Build AudioTask list from speaker audio data.

nemo_curator.stages.audio.segmentation.speaker_separation.SpeakerSeparationStage._check_gpu_availability(
gpus: float
) -> None
staticmethod
nemo_curator.stages.audio.segmentation.speaker_separation.SpeakerSeparationStage._initialize_separator() -> None
nemo_curator.stages.audio.segmentation.speaker_separation.SpeakerSeparationStage.inputs() -> tuple[list[str], list[str]]
nemo_curator.stages.audio.segmentation.speaker_separation.SpeakerSeparationStage.outputs() -> tuple[list[str], list[str]]
nemo_curator.stages.audio.segmentation.speaker_separation.SpeakerSeparationStage.process(
task: nemo_curator.tasks.AudioTask
) -> list[nemo_curator.tasks.AudioTask]

Separate audio by speaker.

Returns: list[AudioTask]

List of AudioTask objects, one per speaker.

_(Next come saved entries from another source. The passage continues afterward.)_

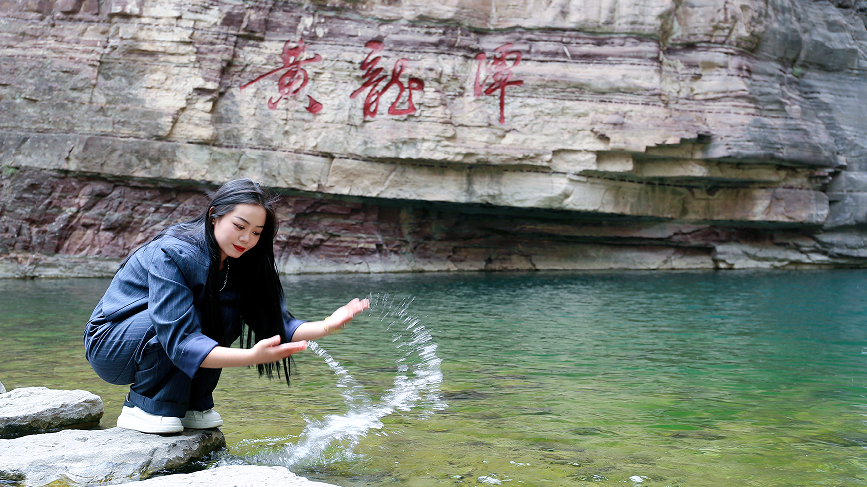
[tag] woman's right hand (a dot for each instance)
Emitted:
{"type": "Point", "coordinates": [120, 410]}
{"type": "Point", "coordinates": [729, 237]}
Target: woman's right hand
{"type": "Point", "coordinates": [271, 350]}
{"type": "Point", "coordinates": [265, 351]}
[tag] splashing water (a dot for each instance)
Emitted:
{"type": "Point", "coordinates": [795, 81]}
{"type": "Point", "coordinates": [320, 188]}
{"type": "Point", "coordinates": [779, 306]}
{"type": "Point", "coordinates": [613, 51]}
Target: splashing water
{"type": "Point", "coordinates": [416, 385]}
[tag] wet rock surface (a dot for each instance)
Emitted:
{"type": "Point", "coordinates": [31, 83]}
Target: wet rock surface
{"type": "Point", "coordinates": [31, 410]}
{"type": "Point", "coordinates": [233, 476]}
{"type": "Point", "coordinates": [89, 457]}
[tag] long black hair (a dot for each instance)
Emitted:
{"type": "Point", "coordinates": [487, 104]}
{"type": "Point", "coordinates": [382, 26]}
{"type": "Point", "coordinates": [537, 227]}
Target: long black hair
{"type": "Point", "coordinates": [254, 274]}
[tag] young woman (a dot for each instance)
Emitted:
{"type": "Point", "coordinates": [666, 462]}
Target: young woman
{"type": "Point", "coordinates": [176, 304]}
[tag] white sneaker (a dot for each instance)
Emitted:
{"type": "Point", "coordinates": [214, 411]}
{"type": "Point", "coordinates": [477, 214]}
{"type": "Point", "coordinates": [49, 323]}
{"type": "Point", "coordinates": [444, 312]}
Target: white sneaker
{"type": "Point", "coordinates": [202, 419]}
{"type": "Point", "coordinates": [135, 419]}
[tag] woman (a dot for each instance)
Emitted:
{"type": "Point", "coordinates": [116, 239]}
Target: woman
{"type": "Point", "coordinates": [176, 304]}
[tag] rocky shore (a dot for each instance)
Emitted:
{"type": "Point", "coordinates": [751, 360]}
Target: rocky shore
{"type": "Point", "coordinates": [52, 437]}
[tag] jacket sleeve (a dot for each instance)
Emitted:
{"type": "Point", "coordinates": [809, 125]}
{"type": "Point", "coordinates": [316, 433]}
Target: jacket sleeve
{"type": "Point", "coordinates": [174, 315]}
{"type": "Point", "coordinates": [290, 323]}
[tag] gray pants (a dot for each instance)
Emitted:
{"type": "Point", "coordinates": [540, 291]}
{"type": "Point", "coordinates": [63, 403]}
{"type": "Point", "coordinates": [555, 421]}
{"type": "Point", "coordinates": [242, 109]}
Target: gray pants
{"type": "Point", "coordinates": [128, 352]}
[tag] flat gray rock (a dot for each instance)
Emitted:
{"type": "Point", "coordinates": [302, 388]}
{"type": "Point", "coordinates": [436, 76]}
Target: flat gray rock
{"type": "Point", "coordinates": [112, 456]}
{"type": "Point", "coordinates": [233, 476]}
{"type": "Point", "coordinates": [32, 410]}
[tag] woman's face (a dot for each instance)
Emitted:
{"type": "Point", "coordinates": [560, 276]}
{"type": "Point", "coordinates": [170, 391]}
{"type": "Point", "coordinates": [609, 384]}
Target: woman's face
{"type": "Point", "coordinates": [238, 231]}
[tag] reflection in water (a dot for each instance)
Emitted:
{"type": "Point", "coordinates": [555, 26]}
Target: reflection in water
{"type": "Point", "coordinates": [746, 378]}
{"type": "Point", "coordinates": [416, 385]}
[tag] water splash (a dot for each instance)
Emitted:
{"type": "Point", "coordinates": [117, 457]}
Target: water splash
{"type": "Point", "coordinates": [416, 387]}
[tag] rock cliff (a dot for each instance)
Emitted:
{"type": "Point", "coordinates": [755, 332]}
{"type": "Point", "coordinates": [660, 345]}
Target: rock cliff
{"type": "Point", "coordinates": [458, 135]}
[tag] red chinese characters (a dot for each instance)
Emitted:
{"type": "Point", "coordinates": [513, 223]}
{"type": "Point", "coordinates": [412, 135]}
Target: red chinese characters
{"type": "Point", "coordinates": [295, 78]}
{"type": "Point", "coordinates": [499, 72]}
{"type": "Point", "coordinates": [373, 77]}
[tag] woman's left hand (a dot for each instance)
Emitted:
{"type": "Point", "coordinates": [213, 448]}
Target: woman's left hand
{"type": "Point", "coordinates": [344, 314]}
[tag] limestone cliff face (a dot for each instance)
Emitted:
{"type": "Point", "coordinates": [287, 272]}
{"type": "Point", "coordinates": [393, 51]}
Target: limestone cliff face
{"type": "Point", "coordinates": [456, 135]}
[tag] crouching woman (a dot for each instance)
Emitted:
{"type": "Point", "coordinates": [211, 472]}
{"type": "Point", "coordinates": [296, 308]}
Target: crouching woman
{"type": "Point", "coordinates": [176, 304]}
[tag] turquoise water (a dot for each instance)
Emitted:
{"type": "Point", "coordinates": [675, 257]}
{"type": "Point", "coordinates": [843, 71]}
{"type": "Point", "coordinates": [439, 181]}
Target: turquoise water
{"type": "Point", "coordinates": [670, 379]}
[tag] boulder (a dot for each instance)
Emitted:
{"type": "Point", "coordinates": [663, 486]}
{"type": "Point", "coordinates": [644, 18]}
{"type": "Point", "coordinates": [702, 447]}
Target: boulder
{"type": "Point", "coordinates": [234, 476]}
{"type": "Point", "coordinates": [90, 457]}
{"type": "Point", "coordinates": [30, 410]}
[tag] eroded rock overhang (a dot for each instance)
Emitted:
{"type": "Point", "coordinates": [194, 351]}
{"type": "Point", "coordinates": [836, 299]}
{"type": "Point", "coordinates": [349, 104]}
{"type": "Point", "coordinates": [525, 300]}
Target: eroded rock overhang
{"type": "Point", "coordinates": [652, 135]}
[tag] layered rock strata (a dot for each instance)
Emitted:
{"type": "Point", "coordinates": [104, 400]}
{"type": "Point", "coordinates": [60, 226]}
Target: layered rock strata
{"type": "Point", "coordinates": [413, 136]}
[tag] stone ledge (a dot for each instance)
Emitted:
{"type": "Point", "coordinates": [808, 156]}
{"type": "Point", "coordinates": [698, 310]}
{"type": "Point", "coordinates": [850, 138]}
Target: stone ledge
{"type": "Point", "coordinates": [31, 410]}
{"type": "Point", "coordinates": [79, 457]}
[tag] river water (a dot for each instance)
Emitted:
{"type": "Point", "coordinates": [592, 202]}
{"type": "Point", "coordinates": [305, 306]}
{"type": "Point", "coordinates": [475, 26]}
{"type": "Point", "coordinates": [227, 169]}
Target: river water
{"type": "Point", "coordinates": [608, 378]}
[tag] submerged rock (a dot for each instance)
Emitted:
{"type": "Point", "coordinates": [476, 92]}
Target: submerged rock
{"type": "Point", "coordinates": [114, 455]}
{"type": "Point", "coordinates": [235, 475]}
{"type": "Point", "coordinates": [31, 410]}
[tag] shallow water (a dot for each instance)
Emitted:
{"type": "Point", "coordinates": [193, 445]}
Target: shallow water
{"type": "Point", "coordinates": [682, 378]}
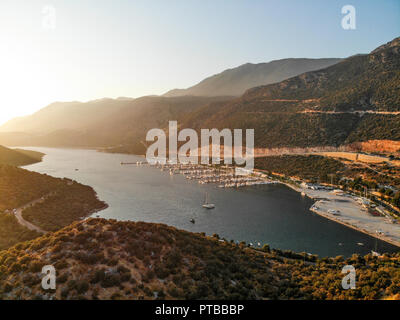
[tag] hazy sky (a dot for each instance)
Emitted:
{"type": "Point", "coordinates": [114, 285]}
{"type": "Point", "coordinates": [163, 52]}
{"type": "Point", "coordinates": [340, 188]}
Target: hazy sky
{"type": "Point", "coordinates": [112, 48]}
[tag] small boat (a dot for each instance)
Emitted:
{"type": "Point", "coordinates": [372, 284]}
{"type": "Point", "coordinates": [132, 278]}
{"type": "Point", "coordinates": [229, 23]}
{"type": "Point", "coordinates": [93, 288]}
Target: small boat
{"type": "Point", "coordinates": [208, 205]}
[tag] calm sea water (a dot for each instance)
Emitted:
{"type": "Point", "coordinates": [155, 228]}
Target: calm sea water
{"type": "Point", "coordinates": [272, 214]}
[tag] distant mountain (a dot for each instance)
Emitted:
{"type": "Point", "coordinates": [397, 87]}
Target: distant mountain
{"type": "Point", "coordinates": [112, 260]}
{"type": "Point", "coordinates": [357, 99]}
{"type": "Point", "coordinates": [18, 157]}
{"type": "Point", "coordinates": [234, 82]}
{"type": "Point", "coordinates": [99, 123]}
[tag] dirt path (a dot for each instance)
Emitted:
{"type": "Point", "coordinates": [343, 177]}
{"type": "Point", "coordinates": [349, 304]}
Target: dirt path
{"type": "Point", "coordinates": [22, 221]}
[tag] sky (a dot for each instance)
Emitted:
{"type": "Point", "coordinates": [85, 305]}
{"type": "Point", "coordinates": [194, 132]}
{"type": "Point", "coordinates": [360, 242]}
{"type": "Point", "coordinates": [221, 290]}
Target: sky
{"type": "Point", "coordinates": [80, 50]}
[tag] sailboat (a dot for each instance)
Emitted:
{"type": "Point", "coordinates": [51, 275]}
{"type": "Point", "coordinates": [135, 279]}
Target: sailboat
{"type": "Point", "coordinates": [208, 205]}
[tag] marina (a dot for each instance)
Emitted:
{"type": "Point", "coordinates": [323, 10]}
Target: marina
{"type": "Point", "coordinates": [270, 213]}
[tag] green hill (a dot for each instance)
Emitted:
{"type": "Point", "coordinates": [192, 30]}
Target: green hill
{"type": "Point", "coordinates": [19, 157]}
{"type": "Point", "coordinates": [106, 259]}
{"type": "Point", "coordinates": [63, 201]}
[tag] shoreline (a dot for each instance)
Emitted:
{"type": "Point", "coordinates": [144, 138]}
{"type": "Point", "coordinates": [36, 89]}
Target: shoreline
{"type": "Point", "coordinates": [349, 225]}
{"type": "Point", "coordinates": [338, 220]}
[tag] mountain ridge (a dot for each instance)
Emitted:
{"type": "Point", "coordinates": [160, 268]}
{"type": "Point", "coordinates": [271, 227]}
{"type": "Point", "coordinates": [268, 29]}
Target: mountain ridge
{"type": "Point", "coordinates": [235, 81]}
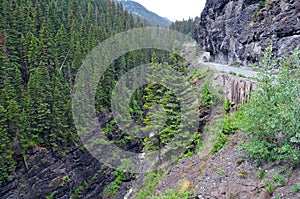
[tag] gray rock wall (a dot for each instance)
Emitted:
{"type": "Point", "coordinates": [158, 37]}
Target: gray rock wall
{"type": "Point", "coordinates": [236, 89]}
{"type": "Point", "coordinates": [237, 31]}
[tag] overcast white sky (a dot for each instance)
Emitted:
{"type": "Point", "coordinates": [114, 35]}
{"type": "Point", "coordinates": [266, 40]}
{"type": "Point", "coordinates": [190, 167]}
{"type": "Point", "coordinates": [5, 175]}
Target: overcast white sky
{"type": "Point", "coordinates": [174, 9]}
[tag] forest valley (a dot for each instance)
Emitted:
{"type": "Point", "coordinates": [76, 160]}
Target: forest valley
{"type": "Point", "coordinates": [43, 45]}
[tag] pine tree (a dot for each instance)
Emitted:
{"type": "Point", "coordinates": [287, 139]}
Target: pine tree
{"type": "Point", "coordinates": [39, 104]}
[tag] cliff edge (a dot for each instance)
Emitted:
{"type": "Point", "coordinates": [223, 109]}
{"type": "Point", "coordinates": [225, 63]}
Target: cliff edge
{"type": "Point", "coordinates": [237, 31]}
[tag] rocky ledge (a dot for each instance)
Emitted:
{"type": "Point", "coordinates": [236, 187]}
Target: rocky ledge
{"type": "Point", "coordinates": [237, 31]}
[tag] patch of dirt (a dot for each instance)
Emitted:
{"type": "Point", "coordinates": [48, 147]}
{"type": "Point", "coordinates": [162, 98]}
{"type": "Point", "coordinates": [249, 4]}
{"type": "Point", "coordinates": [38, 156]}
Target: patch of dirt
{"type": "Point", "coordinates": [231, 174]}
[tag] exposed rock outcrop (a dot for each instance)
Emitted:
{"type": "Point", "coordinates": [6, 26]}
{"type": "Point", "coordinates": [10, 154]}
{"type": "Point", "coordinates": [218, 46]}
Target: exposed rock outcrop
{"type": "Point", "coordinates": [45, 174]}
{"type": "Point", "coordinates": [236, 89]}
{"type": "Point", "coordinates": [239, 30]}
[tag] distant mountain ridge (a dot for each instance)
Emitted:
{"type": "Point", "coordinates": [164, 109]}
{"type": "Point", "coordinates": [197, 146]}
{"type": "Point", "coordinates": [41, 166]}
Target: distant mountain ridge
{"type": "Point", "coordinates": [149, 18]}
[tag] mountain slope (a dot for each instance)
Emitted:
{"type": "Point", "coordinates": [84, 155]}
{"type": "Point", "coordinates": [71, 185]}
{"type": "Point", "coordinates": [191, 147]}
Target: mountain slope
{"type": "Point", "coordinates": [148, 17]}
{"type": "Point", "coordinates": [239, 31]}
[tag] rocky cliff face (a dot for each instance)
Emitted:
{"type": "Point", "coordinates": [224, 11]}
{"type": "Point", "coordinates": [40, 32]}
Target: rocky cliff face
{"type": "Point", "coordinates": [43, 174]}
{"type": "Point", "coordinates": [237, 31]}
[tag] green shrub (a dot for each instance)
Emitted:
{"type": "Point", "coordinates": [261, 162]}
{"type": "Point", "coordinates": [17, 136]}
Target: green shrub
{"type": "Point", "coordinates": [261, 174]}
{"type": "Point", "coordinates": [227, 105]}
{"type": "Point", "coordinates": [270, 188]}
{"type": "Point", "coordinates": [232, 73]}
{"type": "Point", "coordinates": [175, 194]}
{"type": "Point", "coordinates": [220, 143]}
{"type": "Point", "coordinates": [150, 182]}
{"type": "Point", "coordinates": [296, 188]}
{"type": "Point", "coordinates": [207, 97]}
{"type": "Point", "coordinates": [272, 119]}
{"type": "Point", "coordinates": [229, 125]}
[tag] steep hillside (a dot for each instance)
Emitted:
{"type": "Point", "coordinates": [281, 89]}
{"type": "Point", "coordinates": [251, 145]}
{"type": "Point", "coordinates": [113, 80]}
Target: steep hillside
{"type": "Point", "coordinates": [238, 31]}
{"type": "Point", "coordinates": [148, 17]}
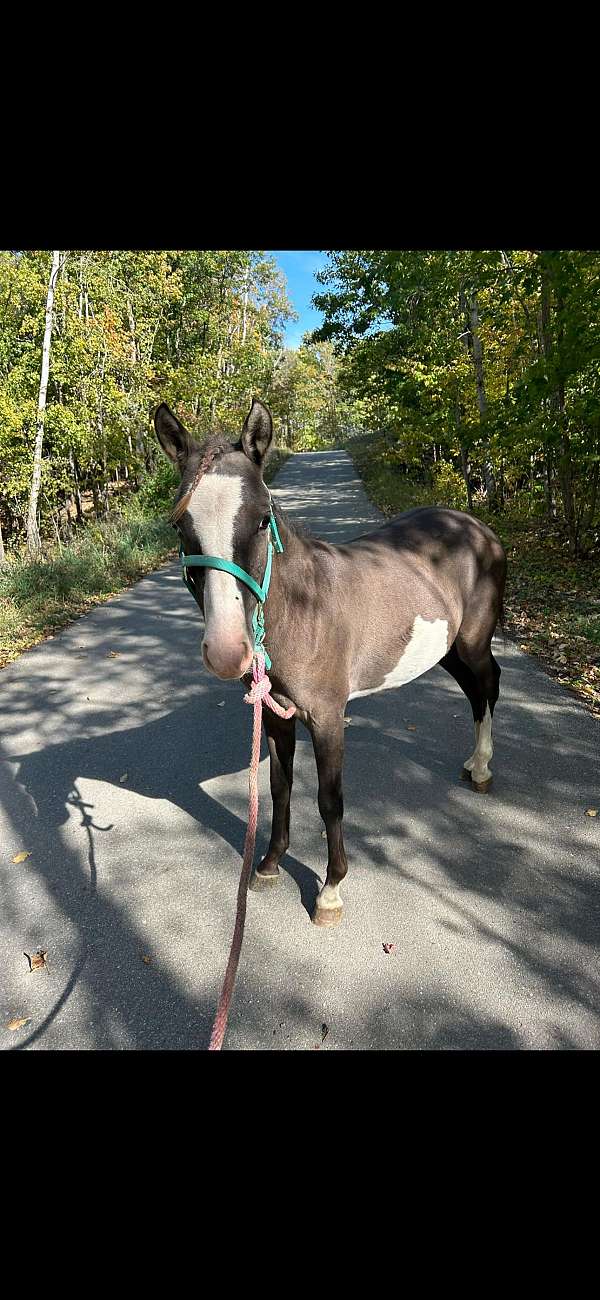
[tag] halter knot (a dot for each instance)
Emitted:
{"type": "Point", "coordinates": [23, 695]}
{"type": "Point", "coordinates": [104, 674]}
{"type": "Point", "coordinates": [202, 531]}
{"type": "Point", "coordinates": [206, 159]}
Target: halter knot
{"type": "Point", "coordinates": [261, 688]}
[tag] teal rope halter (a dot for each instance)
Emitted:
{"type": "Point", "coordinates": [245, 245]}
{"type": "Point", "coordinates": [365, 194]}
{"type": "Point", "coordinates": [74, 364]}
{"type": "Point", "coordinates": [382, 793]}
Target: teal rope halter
{"type": "Point", "coordinates": [229, 567]}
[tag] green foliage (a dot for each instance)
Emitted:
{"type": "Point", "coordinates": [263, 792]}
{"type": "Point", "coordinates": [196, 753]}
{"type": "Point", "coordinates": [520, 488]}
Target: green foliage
{"type": "Point", "coordinates": [487, 362]}
{"type": "Point", "coordinates": [200, 329]}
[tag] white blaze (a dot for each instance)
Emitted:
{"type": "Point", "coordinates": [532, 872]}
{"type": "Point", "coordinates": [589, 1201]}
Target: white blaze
{"type": "Point", "coordinates": [213, 508]}
{"type": "Point", "coordinates": [427, 645]}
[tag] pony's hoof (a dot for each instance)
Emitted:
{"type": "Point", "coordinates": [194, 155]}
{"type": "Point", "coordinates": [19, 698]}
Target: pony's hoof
{"type": "Point", "coordinates": [260, 880]}
{"type": "Point", "coordinates": [326, 915]}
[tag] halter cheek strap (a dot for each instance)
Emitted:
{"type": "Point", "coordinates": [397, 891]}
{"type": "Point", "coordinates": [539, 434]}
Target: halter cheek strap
{"type": "Point", "coordinates": [274, 542]}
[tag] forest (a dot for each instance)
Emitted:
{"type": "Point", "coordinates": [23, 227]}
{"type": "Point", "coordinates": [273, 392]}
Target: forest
{"type": "Point", "coordinates": [469, 378]}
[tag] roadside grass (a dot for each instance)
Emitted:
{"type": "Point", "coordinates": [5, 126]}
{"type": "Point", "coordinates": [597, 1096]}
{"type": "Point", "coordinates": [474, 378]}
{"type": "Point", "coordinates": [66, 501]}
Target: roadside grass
{"type": "Point", "coordinates": [552, 602]}
{"type": "Point", "coordinates": [39, 597]}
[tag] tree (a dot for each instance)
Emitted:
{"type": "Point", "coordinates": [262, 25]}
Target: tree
{"type": "Point", "coordinates": [33, 531]}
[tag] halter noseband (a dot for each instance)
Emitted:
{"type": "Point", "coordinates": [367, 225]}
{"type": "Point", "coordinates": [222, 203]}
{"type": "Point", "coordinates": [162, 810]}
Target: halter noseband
{"type": "Point", "coordinates": [229, 567]}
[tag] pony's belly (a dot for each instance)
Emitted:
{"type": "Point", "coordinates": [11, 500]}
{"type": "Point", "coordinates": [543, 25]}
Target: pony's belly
{"type": "Point", "coordinates": [427, 645]}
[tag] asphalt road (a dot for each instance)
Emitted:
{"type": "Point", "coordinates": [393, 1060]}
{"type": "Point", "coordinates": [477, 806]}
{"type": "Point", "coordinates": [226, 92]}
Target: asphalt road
{"type": "Point", "coordinates": [124, 774]}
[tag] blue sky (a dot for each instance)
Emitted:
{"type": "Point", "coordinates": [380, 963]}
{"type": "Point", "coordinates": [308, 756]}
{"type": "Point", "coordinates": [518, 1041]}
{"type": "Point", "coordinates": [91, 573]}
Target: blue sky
{"type": "Point", "coordinates": [299, 268]}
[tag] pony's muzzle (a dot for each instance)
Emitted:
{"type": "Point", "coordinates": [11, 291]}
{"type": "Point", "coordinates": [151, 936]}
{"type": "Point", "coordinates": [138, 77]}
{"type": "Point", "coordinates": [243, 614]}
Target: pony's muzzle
{"type": "Point", "coordinates": [227, 659]}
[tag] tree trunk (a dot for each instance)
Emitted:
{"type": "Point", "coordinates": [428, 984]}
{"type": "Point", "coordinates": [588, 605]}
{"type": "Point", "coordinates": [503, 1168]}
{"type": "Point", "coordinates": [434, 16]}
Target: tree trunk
{"type": "Point", "coordinates": [475, 350]}
{"type": "Point", "coordinates": [246, 304]}
{"type": "Point", "coordinates": [33, 531]}
{"type": "Point", "coordinates": [464, 456]}
{"type": "Point", "coordinates": [588, 520]}
{"type": "Point", "coordinates": [75, 482]}
{"type": "Point", "coordinates": [548, 486]}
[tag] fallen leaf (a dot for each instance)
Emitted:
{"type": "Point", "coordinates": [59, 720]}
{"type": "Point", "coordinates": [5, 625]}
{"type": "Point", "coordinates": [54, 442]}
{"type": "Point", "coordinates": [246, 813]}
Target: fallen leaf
{"type": "Point", "coordinates": [38, 960]}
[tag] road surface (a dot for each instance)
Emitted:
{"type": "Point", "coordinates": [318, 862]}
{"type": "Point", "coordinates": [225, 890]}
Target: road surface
{"type": "Point", "coordinates": [124, 774]}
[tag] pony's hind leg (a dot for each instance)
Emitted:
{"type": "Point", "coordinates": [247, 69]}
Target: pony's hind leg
{"type": "Point", "coordinates": [329, 752]}
{"type": "Point", "coordinates": [478, 675]}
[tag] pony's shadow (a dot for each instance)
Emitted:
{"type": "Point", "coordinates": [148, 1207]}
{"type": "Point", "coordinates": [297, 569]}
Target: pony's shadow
{"type": "Point", "coordinates": [168, 758]}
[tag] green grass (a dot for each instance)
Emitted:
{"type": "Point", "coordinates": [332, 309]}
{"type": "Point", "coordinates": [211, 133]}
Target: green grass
{"type": "Point", "coordinates": [39, 597]}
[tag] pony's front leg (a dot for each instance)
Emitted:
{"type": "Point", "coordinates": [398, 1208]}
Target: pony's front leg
{"type": "Point", "coordinates": [329, 752]}
{"type": "Point", "coordinates": [281, 736]}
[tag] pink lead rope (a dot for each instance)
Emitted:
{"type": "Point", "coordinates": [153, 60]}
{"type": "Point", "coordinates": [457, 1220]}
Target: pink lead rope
{"type": "Point", "coordinates": [257, 696]}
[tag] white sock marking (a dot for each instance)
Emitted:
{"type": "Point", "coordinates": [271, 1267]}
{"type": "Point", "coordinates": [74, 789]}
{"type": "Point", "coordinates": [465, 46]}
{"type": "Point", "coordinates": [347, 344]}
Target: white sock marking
{"type": "Point", "coordinates": [478, 763]}
{"type": "Point", "coordinates": [427, 645]}
{"type": "Point", "coordinates": [329, 897]}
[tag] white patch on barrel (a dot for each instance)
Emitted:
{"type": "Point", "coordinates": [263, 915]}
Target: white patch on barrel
{"type": "Point", "coordinates": [427, 645]}
{"type": "Point", "coordinates": [478, 763]}
{"type": "Point", "coordinates": [213, 508]}
{"type": "Point", "coordinates": [329, 897]}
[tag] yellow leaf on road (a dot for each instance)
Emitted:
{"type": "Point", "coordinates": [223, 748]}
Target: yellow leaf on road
{"type": "Point", "coordinates": [38, 960]}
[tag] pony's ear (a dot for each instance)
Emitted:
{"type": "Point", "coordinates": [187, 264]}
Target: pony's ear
{"type": "Point", "coordinates": [257, 433]}
{"type": "Point", "coordinates": [175, 441]}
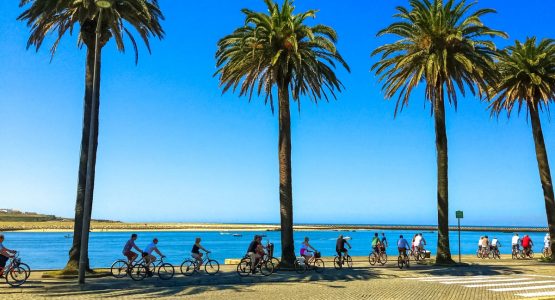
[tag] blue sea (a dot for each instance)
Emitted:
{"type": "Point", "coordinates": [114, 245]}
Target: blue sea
{"type": "Point", "coordinates": [50, 250]}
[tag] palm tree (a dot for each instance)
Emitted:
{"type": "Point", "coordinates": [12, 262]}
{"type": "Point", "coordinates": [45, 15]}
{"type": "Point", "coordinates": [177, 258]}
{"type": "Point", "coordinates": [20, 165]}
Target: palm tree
{"type": "Point", "coordinates": [277, 49]}
{"type": "Point", "coordinates": [58, 17]}
{"type": "Point", "coordinates": [527, 79]}
{"type": "Point", "coordinates": [443, 45]}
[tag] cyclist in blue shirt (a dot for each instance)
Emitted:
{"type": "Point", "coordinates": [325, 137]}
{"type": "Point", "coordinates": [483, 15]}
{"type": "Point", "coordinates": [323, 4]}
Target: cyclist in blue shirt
{"type": "Point", "coordinates": [402, 246]}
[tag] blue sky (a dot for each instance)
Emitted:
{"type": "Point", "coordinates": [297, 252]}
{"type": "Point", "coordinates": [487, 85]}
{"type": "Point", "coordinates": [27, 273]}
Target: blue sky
{"type": "Point", "coordinates": [172, 148]}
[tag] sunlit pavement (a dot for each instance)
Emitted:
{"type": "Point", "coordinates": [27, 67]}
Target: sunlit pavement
{"type": "Point", "coordinates": [481, 279]}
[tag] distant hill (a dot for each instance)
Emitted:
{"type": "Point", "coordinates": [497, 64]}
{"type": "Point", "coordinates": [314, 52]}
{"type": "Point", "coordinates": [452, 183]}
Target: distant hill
{"type": "Point", "coordinates": [12, 215]}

nemo_curator.stages.audio.segmentation.speaker_separation.SpeakerSeparationStage.ray_stage_spec() -> dict[str, typing.Any]
nemo_curator.stages.audio.segmentation.speaker_separation.SpeakerSeparationStage.setup(
_: nemo_curator.backends.base.WorkerMetadata | None = None
) -> None
nemo_curator.stages.audio.segmentation.speaker_separation.SpeakerSeparationStage.setup_on_node(
_node_info: typing.Any = None,
_worker_metadata: typing.Any = None
) -> None
nemo_curator.stages.audio.segmentation.speaker_separation.SpeakerSeparationStage.teardown() -> None
nemo_curator.stages.audio.segmentation.speaker_separation._pydub_to_waveform_sr(
seg: pydub.AudioSegment
) -> tuple[torch.Tensor, int]

Convert PyDub AudioSegment to (waveform, sample_rate). Output is canonical format only.